The effect of exhaust gas recirculation (EGR) on flame lift-off in non-stationary n-heptane sprays was studied under Diesel engine-like conditions using numerical simulation involving complex chemistry and a novel partially stirred reactor (PaSR) model of subgrid turbulence-chemistry interaction.
The flame-stabilization mechanism is a result of complex physical and chemical interactions and cannot be described by a simplified theory. To leading order it is determined by the chemical reaction time at the leading edge, the turbulent diffusivity, and the flow velocity; so that there exists a balance between the local convection velocity and the triple-flame propagation speed.
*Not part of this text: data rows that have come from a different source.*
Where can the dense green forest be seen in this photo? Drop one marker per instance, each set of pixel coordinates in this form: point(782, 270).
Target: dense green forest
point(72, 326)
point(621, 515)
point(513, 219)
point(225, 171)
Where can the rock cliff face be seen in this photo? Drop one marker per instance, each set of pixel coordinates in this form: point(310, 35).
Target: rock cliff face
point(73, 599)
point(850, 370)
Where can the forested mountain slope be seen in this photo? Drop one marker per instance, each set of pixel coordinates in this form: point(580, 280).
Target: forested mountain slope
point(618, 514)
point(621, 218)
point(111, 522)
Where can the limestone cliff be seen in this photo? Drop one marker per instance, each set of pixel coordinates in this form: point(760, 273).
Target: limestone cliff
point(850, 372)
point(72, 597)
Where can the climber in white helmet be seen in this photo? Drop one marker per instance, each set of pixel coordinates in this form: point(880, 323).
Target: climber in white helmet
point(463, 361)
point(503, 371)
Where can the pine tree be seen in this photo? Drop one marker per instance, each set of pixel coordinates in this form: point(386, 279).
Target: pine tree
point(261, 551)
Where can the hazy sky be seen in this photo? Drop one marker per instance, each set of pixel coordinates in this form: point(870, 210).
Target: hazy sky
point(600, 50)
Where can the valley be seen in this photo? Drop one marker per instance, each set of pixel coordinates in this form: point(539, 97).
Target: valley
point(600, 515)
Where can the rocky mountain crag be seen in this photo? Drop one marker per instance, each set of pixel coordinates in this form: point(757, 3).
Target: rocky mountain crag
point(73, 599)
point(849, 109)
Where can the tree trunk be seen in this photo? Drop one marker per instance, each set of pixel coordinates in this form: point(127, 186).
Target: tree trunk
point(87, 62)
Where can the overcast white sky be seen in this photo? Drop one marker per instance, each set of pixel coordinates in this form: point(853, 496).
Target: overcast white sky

In this study of ignition and flame formation and stabilization processes, the VSB2 stochastic blob-and-bubble spray model was used in combination with the volume reactor fraction model (VRFM) implemented in OpenFOAM. The reacting volume fraction in the VRFM was determined by solving for mixture fraction, progress variable, and their variances in order to estimate the non-uniformities of the fluid cell; rather than simply taking the ratio of the mixing and chemistry time-scales. The chemistry is described by a reduced n-heptane mechanism with 36 species involved in 81 reactions.
The simulated lift-off trends are compared to available experimental data from the Engine Combustion Network, Sandia National Laboratories [1].